Si presenta con il grembiule bianco addosso e le mani ancora sporche di farina. E a prima vista è difficile credere che dietro sfilatini, focacce e biscotti ci siano 25 anni passati tra tour, concerti e personaggi come Caparezza, Fabri Fibra e Ron. “Eppure ora che faccio il pane sono più famoso di quando lavoravo nello spettacolo”. Scherza davanti alla vetrina del suo negozio Oberdan Cappa, ex produttore di band indipendenti ed ex direttore di produzione di una delle multinazionali più importanti al mondo nel campo dei live. Un anno fa, sulla strada dei 50 anni, ha deciso di rivoluzionare tutto, di abbandonare la carriera nella musica per iniziare a lavorare con la pasta madre, come si faceva una volta. E oggi il suo mondo non si divide più tra palchi e pullman, ma è tutto qui, al Molino urbano, una panetteria appena fuori dal centro storico di Bologna con il laboratorio a vista, dove si cucina come 100 anni fa.

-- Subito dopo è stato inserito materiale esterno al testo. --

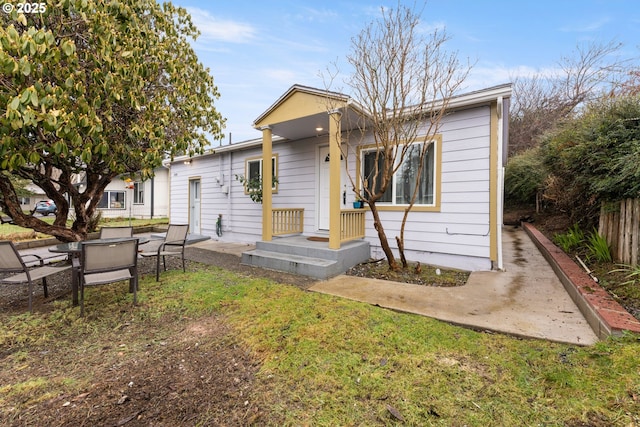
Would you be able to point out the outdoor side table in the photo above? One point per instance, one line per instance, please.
(73, 250)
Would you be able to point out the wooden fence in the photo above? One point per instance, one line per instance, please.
(620, 225)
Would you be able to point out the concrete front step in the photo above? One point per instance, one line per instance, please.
(297, 264)
(308, 258)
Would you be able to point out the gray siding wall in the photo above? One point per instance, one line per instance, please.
(457, 236)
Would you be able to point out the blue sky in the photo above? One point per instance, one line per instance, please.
(257, 50)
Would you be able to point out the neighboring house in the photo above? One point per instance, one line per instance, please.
(456, 224)
(140, 199)
(28, 203)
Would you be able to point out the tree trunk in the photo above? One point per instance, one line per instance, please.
(384, 243)
(403, 258)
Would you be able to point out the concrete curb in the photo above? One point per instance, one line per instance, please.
(605, 315)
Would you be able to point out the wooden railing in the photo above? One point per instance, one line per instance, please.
(287, 220)
(351, 224)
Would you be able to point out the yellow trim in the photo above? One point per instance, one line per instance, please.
(334, 179)
(191, 179)
(437, 140)
(267, 194)
(255, 158)
(297, 105)
(493, 184)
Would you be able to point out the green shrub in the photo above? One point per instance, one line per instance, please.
(572, 239)
(598, 247)
(525, 175)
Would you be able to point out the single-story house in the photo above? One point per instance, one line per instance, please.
(138, 199)
(456, 224)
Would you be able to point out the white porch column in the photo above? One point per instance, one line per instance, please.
(267, 180)
(335, 117)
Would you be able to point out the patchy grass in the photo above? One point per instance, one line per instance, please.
(323, 361)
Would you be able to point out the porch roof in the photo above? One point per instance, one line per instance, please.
(302, 112)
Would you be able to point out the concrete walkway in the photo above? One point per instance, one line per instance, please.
(526, 299)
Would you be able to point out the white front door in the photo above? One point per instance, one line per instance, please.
(323, 186)
(194, 206)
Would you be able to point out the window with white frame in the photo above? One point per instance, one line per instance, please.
(138, 193)
(400, 190)
(112, 200)
(253, 169)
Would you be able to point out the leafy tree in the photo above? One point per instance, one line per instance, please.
(94, 89)
(596, 157)
(404, 79)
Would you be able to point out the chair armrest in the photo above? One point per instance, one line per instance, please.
(38, 258)
(171, 243)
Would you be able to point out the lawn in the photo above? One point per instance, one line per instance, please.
(317, 360)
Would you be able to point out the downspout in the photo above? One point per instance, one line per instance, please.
(267, 178)
(500, 181)
(153, 203)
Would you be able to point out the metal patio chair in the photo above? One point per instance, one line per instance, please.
(108, 262)
(115, 232)
(12, 262)
(173, 245)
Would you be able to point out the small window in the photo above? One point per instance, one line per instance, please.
(112, 200)
(254, 170)
(138, 193)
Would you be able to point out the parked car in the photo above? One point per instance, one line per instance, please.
(45, 207)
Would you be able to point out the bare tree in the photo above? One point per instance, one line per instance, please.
(546, 99)
(404, 79)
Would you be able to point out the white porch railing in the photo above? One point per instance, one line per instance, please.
(287, 220)
(351, 224)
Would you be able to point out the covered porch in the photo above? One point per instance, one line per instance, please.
(303, 114)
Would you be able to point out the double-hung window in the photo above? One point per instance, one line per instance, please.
(410, 173)
(112, 200)
(253, 170)
(138, 193)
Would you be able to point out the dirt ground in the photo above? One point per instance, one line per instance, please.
(187, 370)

“Di sicuro non ho lo stipendio di prima, quando venivo pagato come un dirigente, ma ci ho guadagnato in salute. Non sono pentito di niente. Anzi ogni giorno che passa sono sempre più convinto di aver fatto la scelta giusta”. I ritmi per lui sono diversi da quelli di una qualsiasi panetteria. “Qui – racconta mentre inforna una pizza – usiamo la pasta madre al posto del lievito di birra e la tecnica del freddo”. Significa che per ogni pagnotta ci vogliono 18 ore di lievitazione, invece delle 3 ore tradizionali. “Diciamo che facciamo il mestiere come si faceva prima della guerra. Siamo tornati indietro, ma la qualità è migliore: il nostro pane è fatto con farine non raffinate di produttori locali, è più salutare e più digeribile”.

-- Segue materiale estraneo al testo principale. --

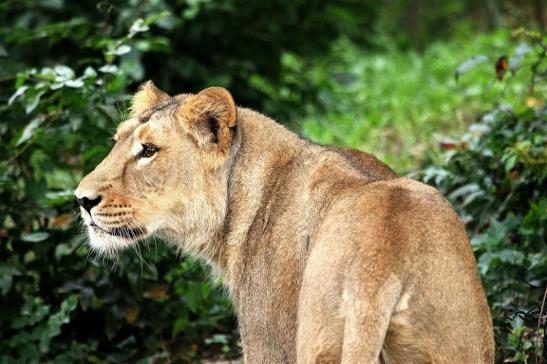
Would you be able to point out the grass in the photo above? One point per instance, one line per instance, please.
(398, 105)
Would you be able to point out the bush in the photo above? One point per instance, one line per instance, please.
(496, 178)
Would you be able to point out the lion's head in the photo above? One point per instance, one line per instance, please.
(166, 173)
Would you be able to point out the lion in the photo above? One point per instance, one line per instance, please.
(327, 254)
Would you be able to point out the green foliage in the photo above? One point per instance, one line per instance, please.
(394, 103)
(496, 178)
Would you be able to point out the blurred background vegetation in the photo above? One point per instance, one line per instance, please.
(450, 92)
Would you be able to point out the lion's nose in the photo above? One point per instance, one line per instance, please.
(88, 203)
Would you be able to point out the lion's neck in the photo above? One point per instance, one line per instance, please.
(265, 149)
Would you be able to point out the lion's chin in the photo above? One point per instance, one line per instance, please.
(106, 244)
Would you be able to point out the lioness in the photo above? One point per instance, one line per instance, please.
(328, 255)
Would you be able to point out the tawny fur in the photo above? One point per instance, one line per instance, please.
(328, 256)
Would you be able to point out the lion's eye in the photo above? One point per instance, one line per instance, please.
(148, 150)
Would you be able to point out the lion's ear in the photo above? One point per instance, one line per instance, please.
(209, 116)
(147, 96)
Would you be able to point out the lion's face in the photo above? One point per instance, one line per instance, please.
(165, 174)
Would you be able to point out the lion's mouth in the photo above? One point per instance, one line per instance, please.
(123, 231)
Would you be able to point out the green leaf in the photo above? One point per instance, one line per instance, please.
(20, 91)
(6, 277)
(29, 130)
(35, 237)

“Facciamo il mestiere come si faceva prima della guerra. Siamo tornati indietro, ma la qualità è migliore. E il nostro pane è più salutare e più digeribile”

Tra le pareti colorate di giallo del Molino urbano è iniziata la sua seconda vita. Quella precedente appartiene a un universo distante anni luce dalla panificazione. “Ho iniziato a 18 anni, con i 99 Posse. Lavoravo principalmente nel circuito alternativo”. Siamo agli inizi degli anni Novanta. Dopo la prima tournée, fatta quasi per gioco, le cose si fanno più serie. “Presto ci siamo strutturati, aprendo la prima agenzia che si occupava di rap indipendente in Italia: la Incredibile opposizione management. Ho lavorato con i Sangue misto, Neffa, Kaos, Dj Gruff, inizialmente come tour manager poi anche come produttore”.

L’arrivo di internet all’inizio degli anni Duemila e il crollo della vendita dei cd stravolgono il mercato. E sono soprattutto le piccole realtà come la sua a subirne le conseguenze peggiori. “Sono stato costretto a dedicarmi ai live, con un contratto come direttore di produzione per una grossa realtà. La mia vita andava così: partivo a metà aprile e tornavo a metà ottobre. Ero sempre in giro per concerti. Mi occupavo degli alberghi, delle cene e dei vari bisogni degli artisti, dei loro staff e di tutti i tecnici. Dei vizi e dei capricci delle star”. La lista dei musicisti è lunga. Impossibile citarli tutti. “C’è stato Caparezza, ad esempio, mio grande amico. E poi Eugenio Bennato, James Senese, Morgan, Pupo, Malika Ayane e Ron. Ma se nella scena indipendente il lavoro era appassionante e divertente, quando sono passato a gruppi di alto livello ho conosciuto un ambiente popolato da pesci cane. Un mondo disumanizzato e senza rispetto”.

“Quando sono passato a gruppi di alto livello ho conosciuto un ambiente popolato da pesci cane. Un mondo disumanizzato e senza rispetto”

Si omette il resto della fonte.